Simultaneous Equations: Solving [eq2] and Plugging into [eq1]

[camino]

Homework Statement

[eq1]: (Va-Vb)/(2i) = {[Vb-(10<0)]/(4-8i)} + {(Vb)/(6i)}

[eq2]: (Va-Vb)/(2i) = (8<20) - Va

Homework Equations

Note: < is angle

The Attempt at a Solution

Solving [eq2]

(Va-Vb) = 2i[(8<20) - Va]
(Va-Vb) = (2i)(8<20) - (2i)(Va)
-Vb = (2i)(8<20) - (2i)(Va) - Va
Vb = -(2i)(8<20) + (2i)(Va) + Va
Vb = -(16<110) + (2i)(Va) + Va

Then plugging into [eq1]

[Va + (16<110) + (2i)(Va) + Va]/[2i] = {[-(16<110) + (2i)(Va) + Va - (10<0)]/[4-8i]} + {[-(16<110) + (2i)(Va) + Va]/[6i]}

[2Va + (16<110) + (2i)(Va)]/[2i] = {[-(16<110) + (2i)(Va) + Va - (10<0)]/[4-8i]} + {[-(16<110) + (2i)(Va) + Va]/[6i]}

I am stuck at this point. If I could find the LCM of the the 2 fractions on the right and add them together I would be fine, but since there are imaginary numbers I'm not sure if that's even possible. (I tried using the lcm feature on my TI-89, didn't work).

Or if there's a better way to solve this please let me know. Thanks.

 

[berkeman]

Homework Statement

[eq1]: (Va-Vb)/(2i) = {[Vb-(10<0)]/(4-8i)} + {(Vb)/(6i)}

[eq2]: (Va-Vb)/(2i) = (8<20) - Va

Homework Equations

Note: < is angle

The Attempt at a Solution

Solving [eq2]

(Va-Vb) = 2i[(8<20) - Va]
(Va-Vb) = (2i)(8<20) - (2i)(Va)
-Vb = (2i)(8<20) - (2i)(Va) - Va
Vb = -(2i)(8<20) + (2i)(Va) + Va
Vb = -(16<110) + (2i)(Va) + Va

Then plugging into [eq1]

[Va + (16<110) + (2i)(Va) + Va]/[2i] = {[-(16<110) + (2i)(Va) + Va - (10<0)]/[4-8i]} + {[-(16<110) + (2i)(Va) + Va]/[6i]}

[2Va + (16<110) + (2i)(Va)]/[2i] = {[-(16<110) + (2i)(Va) + Va - (10<0)]/[4-8i]} + {[-(16<110) + (2i)(Va) + Va]/[6i]}

I am stuck at this point. If I could find the LCM of the the 2 fractions on the right and add them together I would be fine, but since there are imaginary numbers I'm not sure if that's even possible. (I tried using the lcm feature on my TI-89, didn't work).
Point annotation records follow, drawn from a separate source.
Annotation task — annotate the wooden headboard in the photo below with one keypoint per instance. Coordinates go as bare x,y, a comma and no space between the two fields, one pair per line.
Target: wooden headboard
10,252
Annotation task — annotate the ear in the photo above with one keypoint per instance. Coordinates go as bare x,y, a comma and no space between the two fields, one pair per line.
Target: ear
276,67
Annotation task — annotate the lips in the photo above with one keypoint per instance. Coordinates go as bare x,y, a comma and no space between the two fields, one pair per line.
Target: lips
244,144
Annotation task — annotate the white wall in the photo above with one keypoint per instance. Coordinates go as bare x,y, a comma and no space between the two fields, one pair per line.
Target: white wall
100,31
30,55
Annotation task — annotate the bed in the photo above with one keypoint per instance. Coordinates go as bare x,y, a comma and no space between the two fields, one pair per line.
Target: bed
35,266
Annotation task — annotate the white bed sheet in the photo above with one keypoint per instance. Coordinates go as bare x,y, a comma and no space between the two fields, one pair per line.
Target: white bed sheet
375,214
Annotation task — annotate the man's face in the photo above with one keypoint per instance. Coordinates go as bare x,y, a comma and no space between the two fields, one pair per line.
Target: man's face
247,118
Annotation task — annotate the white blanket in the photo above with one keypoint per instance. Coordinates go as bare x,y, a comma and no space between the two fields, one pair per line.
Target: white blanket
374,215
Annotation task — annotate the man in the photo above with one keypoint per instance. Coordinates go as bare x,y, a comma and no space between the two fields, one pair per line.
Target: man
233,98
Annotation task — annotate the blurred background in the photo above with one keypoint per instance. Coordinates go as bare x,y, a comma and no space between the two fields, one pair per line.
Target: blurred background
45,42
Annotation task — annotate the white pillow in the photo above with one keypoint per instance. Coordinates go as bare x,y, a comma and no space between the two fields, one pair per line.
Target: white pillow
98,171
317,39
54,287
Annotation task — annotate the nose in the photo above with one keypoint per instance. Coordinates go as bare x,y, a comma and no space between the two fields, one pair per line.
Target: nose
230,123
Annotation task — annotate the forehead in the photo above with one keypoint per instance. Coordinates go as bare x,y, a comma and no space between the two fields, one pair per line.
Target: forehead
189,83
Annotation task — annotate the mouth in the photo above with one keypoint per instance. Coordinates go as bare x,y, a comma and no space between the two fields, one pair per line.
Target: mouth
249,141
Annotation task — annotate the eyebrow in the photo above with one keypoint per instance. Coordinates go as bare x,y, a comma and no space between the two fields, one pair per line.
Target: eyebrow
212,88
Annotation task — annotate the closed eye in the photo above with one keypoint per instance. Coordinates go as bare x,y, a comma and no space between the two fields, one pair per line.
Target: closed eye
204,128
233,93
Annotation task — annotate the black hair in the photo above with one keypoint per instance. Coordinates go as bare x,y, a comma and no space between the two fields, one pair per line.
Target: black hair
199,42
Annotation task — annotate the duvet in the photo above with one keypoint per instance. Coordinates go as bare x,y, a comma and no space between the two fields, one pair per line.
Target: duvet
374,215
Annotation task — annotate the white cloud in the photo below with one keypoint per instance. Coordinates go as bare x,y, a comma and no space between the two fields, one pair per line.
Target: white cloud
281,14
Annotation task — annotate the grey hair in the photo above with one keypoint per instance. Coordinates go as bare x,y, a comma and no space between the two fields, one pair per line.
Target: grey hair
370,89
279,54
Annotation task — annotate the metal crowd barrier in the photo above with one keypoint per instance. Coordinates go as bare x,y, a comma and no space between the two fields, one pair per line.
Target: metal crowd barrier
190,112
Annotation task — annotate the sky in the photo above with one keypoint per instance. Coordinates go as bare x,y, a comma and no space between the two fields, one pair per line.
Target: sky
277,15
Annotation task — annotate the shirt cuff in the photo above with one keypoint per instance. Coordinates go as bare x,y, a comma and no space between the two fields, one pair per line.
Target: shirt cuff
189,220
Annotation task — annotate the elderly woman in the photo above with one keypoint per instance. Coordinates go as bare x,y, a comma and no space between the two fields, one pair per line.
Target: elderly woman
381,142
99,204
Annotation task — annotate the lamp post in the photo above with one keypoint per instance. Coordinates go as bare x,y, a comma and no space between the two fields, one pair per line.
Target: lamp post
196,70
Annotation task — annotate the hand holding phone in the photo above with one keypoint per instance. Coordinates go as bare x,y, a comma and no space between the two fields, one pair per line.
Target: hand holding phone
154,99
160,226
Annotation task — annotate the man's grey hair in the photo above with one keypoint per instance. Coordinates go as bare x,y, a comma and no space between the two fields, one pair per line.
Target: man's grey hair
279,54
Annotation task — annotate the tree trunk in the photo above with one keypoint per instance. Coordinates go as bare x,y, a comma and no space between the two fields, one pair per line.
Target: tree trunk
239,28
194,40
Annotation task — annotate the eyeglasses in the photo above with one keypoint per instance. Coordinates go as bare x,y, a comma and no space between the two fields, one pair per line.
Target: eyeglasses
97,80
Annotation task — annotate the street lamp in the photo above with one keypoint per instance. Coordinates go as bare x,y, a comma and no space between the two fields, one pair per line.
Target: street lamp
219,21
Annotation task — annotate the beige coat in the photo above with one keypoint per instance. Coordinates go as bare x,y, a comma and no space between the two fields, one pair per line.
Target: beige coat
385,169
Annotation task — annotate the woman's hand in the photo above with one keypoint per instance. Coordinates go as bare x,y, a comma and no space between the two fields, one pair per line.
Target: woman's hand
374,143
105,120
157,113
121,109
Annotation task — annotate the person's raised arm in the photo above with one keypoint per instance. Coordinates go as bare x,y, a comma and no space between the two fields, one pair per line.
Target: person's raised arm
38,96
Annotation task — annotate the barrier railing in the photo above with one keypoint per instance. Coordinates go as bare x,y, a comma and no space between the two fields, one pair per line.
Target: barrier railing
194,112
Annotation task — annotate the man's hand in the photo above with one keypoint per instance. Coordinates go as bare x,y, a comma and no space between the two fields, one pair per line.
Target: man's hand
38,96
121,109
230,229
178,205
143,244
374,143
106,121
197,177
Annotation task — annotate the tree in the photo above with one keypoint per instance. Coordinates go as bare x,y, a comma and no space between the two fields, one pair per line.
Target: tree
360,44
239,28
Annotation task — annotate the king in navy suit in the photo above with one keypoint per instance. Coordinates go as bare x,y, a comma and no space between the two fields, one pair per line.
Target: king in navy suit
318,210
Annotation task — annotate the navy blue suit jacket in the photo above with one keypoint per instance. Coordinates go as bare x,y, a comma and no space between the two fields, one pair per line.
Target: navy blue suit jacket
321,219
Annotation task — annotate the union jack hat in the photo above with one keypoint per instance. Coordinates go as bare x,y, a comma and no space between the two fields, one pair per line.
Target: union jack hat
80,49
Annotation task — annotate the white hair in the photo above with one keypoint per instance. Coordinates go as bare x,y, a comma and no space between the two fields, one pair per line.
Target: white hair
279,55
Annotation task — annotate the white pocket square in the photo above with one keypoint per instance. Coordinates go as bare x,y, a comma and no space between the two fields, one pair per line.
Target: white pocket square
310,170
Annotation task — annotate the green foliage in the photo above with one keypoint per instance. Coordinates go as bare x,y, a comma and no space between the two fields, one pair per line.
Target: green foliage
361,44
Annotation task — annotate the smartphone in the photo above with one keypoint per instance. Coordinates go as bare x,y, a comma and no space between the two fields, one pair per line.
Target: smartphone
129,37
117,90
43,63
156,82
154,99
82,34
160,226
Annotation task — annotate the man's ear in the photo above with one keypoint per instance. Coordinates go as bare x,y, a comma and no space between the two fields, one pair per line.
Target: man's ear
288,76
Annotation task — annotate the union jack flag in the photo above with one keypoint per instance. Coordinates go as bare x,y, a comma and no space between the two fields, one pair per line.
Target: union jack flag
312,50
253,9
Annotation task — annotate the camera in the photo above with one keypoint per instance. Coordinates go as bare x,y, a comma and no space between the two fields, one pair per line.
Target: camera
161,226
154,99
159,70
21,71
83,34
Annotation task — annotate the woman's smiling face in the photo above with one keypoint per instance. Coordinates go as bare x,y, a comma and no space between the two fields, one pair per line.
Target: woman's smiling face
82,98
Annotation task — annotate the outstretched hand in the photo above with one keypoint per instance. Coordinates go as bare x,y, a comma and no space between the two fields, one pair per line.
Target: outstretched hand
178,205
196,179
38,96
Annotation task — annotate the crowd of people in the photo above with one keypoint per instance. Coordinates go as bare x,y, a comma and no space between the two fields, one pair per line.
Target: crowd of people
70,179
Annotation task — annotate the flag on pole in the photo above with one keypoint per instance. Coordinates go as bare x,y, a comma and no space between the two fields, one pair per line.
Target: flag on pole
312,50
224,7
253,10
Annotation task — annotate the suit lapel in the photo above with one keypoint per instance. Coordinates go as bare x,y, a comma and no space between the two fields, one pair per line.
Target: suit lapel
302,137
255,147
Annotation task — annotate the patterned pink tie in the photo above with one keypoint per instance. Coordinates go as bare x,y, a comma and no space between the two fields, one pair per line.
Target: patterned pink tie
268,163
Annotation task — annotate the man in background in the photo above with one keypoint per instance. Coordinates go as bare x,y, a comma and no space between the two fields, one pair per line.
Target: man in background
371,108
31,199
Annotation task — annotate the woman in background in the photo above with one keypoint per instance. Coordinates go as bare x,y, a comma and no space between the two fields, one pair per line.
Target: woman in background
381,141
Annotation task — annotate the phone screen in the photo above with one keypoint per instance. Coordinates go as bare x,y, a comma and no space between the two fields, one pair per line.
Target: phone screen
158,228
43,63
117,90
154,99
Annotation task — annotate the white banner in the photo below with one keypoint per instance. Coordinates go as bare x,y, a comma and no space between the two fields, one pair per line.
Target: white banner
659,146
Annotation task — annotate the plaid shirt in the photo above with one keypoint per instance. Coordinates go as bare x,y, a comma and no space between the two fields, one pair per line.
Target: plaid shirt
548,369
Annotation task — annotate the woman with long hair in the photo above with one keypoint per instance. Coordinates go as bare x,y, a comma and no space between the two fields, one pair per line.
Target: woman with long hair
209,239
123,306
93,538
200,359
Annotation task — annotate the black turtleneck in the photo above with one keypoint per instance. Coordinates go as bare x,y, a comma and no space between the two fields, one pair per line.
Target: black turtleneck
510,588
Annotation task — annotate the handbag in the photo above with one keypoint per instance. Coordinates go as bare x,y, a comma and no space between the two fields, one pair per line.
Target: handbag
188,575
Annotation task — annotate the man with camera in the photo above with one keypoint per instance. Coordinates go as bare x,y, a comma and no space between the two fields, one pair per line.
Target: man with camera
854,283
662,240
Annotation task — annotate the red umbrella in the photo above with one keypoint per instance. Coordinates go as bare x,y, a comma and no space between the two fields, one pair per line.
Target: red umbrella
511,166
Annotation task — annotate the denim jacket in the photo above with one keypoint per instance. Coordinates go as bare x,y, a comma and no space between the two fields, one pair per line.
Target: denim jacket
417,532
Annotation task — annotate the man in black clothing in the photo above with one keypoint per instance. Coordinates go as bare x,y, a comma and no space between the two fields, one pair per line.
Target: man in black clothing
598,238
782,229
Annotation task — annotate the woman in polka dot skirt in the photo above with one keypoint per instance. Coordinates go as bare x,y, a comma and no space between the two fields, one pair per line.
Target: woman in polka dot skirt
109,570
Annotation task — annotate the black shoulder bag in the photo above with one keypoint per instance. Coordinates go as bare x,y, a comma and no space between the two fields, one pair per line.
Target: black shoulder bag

Or if there's a better way to solve this please let me know. Thanks.

Perhaps it can be solved in that polar format for the complex numbers, but I would find it easier to solve it in rectangular format. That is, convert each complex number from "magnitude>angle" format into A+jB format. Then to solve, the real parts have to be equal, and the imaginary parts have to be equal. You can convert it back to polar form in the end, if that's the format that the complex number answer is supposed to be in.